The first year it was an instructor's manual that weighed more than my Kindergartener. Overload, exhaustion, cash and burn. The second year it was organized worksheets up to our eyeballs. Page protectors, dry erase, why does my kid hate learning? The third and fourth years it was financial crises and a mom battling depression. Humble pie, new perception, broken chains in the desert. The fifth year it was accepting freedoms and taking hold of confidence. Trashed workbooks, growth in motion, my ideas have value too. The sixth year it was confirmation and sprouting seeds that I had tended all along. Hallelujah, it is worth it, Jesus did know best!
Our homeschool journey didn't start with Instagram worthy days. There have been tears shed, mom convictions, and new lights cast on the whole endeavor. More than once I've worried that I've done a disservice to my children by educating them myself. But hindsight is 20/20, and as I look around me now at the boys I'm still raising, I can also look back on those times when I thought I was failing and know it was really just the discomfort of pruning our homeschool garden. The grain is separated from the chaff on the solid rock of the threshing floor. And this career of the home educating mother is one where much threshing must take place... in the hearts of mama and children alike.
As the seventh year approaches, I've taken another sweet bite of the freedom we have as home educators. I'm so excited to see where year seven leads because looking forward this year we have all of the pruning and sprouting of the years behind us confirming that we're in the right place.
We won't be checking boxes for the sake of outside approval. I won't be bottling up guilt because we do things a little differently. There will be no undue pressure for a boy to "catch up" or "sit still" or "drain the wonder out of childhood."

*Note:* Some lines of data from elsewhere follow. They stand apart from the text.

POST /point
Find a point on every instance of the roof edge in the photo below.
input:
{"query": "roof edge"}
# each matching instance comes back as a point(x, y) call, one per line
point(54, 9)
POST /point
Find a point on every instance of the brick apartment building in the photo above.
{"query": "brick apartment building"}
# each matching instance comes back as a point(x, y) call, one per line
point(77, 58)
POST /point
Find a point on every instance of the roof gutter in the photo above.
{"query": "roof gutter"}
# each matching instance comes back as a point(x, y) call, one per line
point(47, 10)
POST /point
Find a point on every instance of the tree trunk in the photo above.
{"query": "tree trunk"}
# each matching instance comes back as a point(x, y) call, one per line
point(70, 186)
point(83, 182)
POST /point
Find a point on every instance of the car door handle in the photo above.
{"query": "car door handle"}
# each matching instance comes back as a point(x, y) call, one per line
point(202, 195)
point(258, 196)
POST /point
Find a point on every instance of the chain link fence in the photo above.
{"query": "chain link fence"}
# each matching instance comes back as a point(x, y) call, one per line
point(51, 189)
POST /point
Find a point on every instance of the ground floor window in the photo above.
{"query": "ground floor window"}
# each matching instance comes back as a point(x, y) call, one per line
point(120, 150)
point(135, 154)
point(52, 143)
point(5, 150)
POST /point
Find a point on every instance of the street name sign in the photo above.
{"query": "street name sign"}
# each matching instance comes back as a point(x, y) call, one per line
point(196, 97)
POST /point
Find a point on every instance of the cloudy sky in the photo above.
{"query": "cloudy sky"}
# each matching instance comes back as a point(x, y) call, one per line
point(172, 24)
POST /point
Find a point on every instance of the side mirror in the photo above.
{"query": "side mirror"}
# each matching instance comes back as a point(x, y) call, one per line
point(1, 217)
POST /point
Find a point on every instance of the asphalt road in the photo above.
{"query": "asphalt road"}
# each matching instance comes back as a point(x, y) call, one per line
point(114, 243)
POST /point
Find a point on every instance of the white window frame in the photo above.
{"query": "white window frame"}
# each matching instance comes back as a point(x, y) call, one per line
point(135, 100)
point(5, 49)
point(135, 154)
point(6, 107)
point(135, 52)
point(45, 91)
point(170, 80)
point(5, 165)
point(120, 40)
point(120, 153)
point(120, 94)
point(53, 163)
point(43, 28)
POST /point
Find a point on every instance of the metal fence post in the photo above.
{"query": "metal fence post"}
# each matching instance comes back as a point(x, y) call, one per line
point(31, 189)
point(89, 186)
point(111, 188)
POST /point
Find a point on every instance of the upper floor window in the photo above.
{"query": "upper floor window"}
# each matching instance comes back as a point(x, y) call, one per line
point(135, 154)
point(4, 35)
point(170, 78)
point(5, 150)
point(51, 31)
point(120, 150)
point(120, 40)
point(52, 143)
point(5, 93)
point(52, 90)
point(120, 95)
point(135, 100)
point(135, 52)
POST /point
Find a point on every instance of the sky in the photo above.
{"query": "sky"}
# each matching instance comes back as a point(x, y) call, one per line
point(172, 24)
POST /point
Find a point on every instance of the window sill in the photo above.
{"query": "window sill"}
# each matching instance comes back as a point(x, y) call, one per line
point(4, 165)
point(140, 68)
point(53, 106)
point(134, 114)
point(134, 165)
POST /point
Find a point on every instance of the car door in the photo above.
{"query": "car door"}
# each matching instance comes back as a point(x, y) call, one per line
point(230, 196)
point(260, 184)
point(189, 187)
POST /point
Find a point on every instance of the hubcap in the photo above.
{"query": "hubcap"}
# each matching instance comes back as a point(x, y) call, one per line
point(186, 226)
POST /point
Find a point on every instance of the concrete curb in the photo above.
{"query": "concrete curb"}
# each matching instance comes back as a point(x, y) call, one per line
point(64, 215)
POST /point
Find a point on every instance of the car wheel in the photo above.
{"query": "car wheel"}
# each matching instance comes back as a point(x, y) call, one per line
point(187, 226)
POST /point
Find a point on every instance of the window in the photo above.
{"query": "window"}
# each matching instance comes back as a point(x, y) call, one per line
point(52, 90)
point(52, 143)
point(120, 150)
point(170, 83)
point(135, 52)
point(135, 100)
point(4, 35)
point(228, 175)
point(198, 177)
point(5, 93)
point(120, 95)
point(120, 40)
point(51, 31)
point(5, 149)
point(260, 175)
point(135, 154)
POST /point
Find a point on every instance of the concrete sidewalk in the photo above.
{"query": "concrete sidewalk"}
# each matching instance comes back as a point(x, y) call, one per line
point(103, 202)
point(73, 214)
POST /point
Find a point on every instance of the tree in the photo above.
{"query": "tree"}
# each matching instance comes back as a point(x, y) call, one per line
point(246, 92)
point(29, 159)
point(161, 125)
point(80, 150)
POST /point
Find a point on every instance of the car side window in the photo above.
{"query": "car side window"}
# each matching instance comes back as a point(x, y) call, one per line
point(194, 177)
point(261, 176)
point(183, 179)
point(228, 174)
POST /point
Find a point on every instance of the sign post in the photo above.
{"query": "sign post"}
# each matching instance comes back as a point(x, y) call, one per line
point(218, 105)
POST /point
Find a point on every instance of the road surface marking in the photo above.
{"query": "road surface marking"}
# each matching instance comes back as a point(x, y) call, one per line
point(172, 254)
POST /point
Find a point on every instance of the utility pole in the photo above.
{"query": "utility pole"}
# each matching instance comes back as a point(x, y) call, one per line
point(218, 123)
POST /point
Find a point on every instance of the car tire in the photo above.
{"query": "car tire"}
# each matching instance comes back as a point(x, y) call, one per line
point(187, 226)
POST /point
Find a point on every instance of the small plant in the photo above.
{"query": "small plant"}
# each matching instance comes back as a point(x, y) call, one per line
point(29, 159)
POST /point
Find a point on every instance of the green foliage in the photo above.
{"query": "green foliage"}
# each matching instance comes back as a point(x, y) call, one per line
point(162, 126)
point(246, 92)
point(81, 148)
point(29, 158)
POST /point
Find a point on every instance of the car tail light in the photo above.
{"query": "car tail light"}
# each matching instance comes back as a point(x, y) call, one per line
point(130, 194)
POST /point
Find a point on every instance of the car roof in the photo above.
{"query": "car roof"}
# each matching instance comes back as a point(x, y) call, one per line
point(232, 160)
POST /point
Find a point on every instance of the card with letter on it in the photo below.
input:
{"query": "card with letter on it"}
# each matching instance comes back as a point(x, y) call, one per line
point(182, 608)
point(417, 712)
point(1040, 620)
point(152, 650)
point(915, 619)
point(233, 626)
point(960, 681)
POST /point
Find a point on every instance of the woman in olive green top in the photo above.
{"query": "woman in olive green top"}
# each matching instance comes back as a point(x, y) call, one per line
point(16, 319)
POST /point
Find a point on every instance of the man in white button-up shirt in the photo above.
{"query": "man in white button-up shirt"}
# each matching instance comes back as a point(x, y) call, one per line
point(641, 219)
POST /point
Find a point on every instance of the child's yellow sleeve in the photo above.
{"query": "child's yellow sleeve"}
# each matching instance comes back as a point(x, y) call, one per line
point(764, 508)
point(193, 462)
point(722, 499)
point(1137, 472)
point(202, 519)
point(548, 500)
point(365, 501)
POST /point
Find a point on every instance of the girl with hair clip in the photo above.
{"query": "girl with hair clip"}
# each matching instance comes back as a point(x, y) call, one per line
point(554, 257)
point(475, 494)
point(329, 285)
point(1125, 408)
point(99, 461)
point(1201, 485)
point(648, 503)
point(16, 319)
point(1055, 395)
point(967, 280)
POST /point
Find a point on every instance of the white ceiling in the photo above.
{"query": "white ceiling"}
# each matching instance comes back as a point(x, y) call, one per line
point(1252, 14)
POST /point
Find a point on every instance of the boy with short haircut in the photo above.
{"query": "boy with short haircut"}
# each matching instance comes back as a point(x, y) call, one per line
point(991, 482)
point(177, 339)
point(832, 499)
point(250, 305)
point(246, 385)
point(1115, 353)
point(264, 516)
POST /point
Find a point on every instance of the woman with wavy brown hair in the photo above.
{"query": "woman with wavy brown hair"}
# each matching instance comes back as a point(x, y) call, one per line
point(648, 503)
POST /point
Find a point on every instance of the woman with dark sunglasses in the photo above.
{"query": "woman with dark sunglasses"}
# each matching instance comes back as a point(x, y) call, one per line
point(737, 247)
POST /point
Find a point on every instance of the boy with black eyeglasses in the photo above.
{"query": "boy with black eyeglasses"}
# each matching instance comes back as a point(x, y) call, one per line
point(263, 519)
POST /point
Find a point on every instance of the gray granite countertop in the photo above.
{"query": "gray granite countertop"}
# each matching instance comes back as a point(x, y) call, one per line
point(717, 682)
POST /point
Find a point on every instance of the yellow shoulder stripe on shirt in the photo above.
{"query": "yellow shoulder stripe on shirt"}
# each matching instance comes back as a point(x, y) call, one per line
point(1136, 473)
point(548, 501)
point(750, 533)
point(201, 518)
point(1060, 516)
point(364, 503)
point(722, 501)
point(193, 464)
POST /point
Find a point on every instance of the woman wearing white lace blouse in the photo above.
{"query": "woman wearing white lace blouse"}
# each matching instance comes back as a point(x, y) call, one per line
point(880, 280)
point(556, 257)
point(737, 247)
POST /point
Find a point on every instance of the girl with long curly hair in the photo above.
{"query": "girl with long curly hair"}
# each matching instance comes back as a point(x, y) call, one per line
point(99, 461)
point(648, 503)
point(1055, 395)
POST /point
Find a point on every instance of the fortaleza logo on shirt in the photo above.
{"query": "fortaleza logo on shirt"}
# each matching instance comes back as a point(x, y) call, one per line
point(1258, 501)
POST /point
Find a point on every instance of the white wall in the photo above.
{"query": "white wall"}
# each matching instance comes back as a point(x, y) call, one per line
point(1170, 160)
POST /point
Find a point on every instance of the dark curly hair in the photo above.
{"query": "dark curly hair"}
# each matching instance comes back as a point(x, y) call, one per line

Instead we will be breathing deeply the warmth of learning side by side. We will explore newfound passions and revisit old favorites. We will make new friends in the pages of books and tell stories of our own that inevitably bubble over. We will keep track of our progress to encourage more hard work and we will take note of those places that we could probably brush up.
The greatest lesson I've learned so far on this home educating journey that I take into this new school year is to fill the pages of our planner with less cluttered perfection and more simple grace.